The Royal Institution of Chartered Surveyors (RICS) study forecast property prices in Britain would rise 6 percent yearly over the next five years, fueling fears the market is in bubble territory.
RICS' survey showed that the average number of houses sold per surveyor in March rose to 22.7, the highest since February 2008.
Simon Rubinsohn, chief economist at RICS, was confident the property bull run had further to go.
"I think we are still a third down on the high watermark in terms of activity, and in fact, in many parts of the country, we're really only just beginning to see a real emergence from what was quite a stagnant property market for quite some time," he told CNBC in a phone interview.

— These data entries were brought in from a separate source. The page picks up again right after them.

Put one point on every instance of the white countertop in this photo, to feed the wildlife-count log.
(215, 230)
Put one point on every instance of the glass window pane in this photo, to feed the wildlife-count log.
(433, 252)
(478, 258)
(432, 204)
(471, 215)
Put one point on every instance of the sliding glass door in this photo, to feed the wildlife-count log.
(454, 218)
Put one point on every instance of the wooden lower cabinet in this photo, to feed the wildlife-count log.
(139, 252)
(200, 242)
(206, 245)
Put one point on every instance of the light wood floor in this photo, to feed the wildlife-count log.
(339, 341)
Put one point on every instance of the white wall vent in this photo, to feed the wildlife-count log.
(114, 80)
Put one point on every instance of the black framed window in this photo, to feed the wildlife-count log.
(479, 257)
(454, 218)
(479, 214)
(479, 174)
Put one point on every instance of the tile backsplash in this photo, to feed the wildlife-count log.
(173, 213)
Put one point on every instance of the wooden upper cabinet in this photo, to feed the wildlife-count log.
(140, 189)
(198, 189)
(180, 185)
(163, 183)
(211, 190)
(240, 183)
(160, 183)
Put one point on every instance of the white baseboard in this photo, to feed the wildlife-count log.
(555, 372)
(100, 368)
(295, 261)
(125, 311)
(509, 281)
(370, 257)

"So I think…in terms of activity levels, (we have) quite a way to run."
U.K. house prices have been rapidly rising, particularly in London and the south east, buoyed by historically low interest rates, an acute shortage of supply and a government mortgage scheme called Help to Buy.

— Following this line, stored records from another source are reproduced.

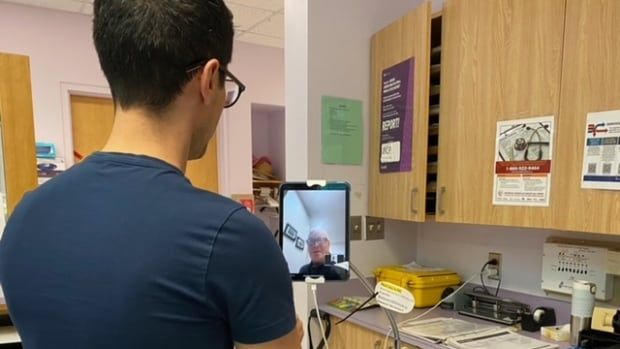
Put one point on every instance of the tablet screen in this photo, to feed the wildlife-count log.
(314, 230)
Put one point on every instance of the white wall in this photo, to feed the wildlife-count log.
(464, 248)
(61, 51)
(276, 142)
(260, 133)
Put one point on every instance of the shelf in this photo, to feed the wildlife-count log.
(266, 183)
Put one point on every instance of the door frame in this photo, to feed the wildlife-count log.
(68, 89)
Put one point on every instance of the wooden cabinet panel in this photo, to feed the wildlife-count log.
(401, 195)
(501, 60)
(16, 115)
(590, 83)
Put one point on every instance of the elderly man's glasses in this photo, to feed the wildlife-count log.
(233, 86)
(317, 241)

RICS' house price balance - calculated by subtracting the number of surveyors reporting a rise in prices from the number reporting a fall - rose to 57 last month, from 47 in February. This meant an increasing number of respondents saw prices rise.

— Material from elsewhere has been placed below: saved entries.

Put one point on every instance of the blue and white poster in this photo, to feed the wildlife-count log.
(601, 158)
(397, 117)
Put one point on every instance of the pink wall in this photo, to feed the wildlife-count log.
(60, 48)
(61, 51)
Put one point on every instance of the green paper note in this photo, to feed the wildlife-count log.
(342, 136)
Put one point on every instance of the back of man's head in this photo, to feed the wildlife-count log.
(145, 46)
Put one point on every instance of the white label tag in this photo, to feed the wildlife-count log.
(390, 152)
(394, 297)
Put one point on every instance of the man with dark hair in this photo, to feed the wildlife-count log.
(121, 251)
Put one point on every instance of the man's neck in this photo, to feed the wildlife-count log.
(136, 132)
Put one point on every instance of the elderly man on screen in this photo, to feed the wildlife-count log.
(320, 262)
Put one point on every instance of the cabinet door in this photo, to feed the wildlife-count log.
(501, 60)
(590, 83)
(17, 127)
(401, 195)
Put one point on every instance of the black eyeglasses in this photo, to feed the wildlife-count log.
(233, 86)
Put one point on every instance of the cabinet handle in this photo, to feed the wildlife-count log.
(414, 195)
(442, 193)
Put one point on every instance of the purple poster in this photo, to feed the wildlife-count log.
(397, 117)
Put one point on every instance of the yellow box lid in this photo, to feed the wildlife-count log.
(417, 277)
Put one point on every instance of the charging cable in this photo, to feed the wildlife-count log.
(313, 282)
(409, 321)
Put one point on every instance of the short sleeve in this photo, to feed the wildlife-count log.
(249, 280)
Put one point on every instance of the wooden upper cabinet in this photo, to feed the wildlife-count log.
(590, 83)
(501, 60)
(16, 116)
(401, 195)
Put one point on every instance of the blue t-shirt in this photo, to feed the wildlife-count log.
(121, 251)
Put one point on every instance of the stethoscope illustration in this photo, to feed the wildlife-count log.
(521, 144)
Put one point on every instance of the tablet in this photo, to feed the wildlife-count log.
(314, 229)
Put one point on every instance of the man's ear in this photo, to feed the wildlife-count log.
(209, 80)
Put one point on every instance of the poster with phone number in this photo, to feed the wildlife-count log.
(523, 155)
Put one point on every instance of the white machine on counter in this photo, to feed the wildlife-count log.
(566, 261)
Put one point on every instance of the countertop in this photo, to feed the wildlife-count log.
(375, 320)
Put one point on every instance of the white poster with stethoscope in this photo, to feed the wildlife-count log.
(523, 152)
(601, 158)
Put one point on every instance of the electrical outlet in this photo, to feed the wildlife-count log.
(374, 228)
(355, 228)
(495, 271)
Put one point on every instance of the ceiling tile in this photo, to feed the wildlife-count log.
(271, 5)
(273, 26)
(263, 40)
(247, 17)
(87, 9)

New sale instructions dropped for the third time in a row in March, highlighting concerns about supply shortage.
"The real problem actually is the lack of supply, there is just not enough stock out there. And in some markets…you're seeing prices squeezed up," Rubinsohn said. "I don't think anybody can feel very comfortable with where the level of house prices are now."
The Bank of England waded into the house price debate last month, saying it would remain "vigilant to emerging vulnerabilities" in the real estate sector, in a statement published on March 27. U.K. Chancellor of the Exchequer George Osborne echoed the sentiment, and told a parliamentary committee last week that a "close eye" should be kept on the market.
Analysts are split on when the U.K. could see an interest rate hike, with many banking on a rise in 2015. This will have implications for mortgages and could help cool down the property sector, Rubinsohn said.
"I think obviously at some point the cost of money is going to go up one way, or another and that's going to slow the market," he said.